Lokalsport: Fasanelli will dieses Mal den FC besiegen

Lokalsport: Fasanelli will dieses Mal den FC besiegen

Jüchens Trainer hat früher bei den Westendern gespielt. Jetzt ist er Trainer in Jüchen. Dorthin kommt sein Ex-Verein morgen. Bei den Gladbachern steht Übergangs-Coach Emil Neunkirchen zum letzten Mal an der Linie.

Nicht nur die Spieler, sondern auch die beiden Trainer werden morgen beim Nachbarschaftsduell zwischen Jüchen und dem 1. FC Mönchengladbach (Samstag 16 Uhr) Ehrgeiz entwickeln, auf jeden Fall aber eine Niederlage vermeiden wollen. Für Interimstrainer Emil Neunkirchen vom FC ist es das letzte Spiel, bevor er wieder Jugend-Cheftrainer wird und Benedict Weeks die Leitung der Landesliga-Mannschaft des Klubs überlässt. Jüchens Trainer Michele Fasanelli würde nur allzu gerne den ersten Sieg gegen den FC in einem Pflichtspiel feiern, zumal er vor vielen Jahren beim FC gespielt hat.

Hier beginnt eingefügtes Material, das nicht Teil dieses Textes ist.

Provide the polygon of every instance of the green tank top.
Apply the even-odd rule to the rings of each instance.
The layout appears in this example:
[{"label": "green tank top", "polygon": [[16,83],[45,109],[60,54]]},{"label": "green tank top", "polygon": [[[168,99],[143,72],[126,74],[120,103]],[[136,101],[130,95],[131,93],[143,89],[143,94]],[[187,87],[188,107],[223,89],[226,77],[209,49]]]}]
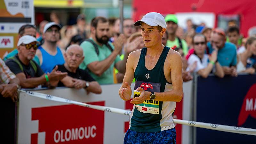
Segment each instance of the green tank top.
[{"label": "green tank top", "polygon": [[[164,73],[164,61],[170,49],[167,46],[164,48],[155,66],[150,70],[145,66],[147,48],[141,50],[134,72],[136,82],[134,97],[139,96],[139,91],[136,90],[140,86],[145,91],[154,92],[164,92],[167,85],[170,86],[172,89],[172,84],[167,82]],[[172,114],[175,108],[176,102],[164,102],[163,104],[162,101],[146,100],[142,104],[134,105],[130,117],[130,128],[137,132],[151,132],[174,127]],[[163,106],[166,109],[164,110],[162,110]],[[163,120],[164,118],[167,120]]]}]

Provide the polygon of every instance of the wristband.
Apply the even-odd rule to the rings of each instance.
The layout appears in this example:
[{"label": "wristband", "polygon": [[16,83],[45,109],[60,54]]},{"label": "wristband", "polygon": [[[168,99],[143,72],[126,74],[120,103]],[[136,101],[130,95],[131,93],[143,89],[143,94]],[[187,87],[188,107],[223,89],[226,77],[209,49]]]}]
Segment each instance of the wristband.
[{"label": "wristband", "polygon": [[45,79],[46,80],[46,82],[48,82],[49,81],[49,78],[48,77],[48,75],[44,75],[44,77],[45,78]]},{"label": "wristband", "polygon": [[210,61],[210,63],[212,64],[212,65],[214,65],[215,64],[215,63],[213,62],[213,61]]}]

"Drei Punkte wären schon ein schönes Weihnachtsgeschenk und eine gute Grundlage für unsere anschließende Feier", sagt er. Allerdings hat Jüchen noch nie in der Landesliga gegen den FC gewonnen. Doch Jüchen ist in dieser Saison in einer weitaus besseren Verfassung als in der Vergangenheit. "Wir haben beim 0:0 in der Hinrunde zwei Punkte verschenkt. Wir waren die bessere Mannschaft und Thorben Schmitt hat auch noch einen Elfmeter vergeben", erinnert sich Fasanelli. Er könnte aber wohl auch mit einem Punkt leben.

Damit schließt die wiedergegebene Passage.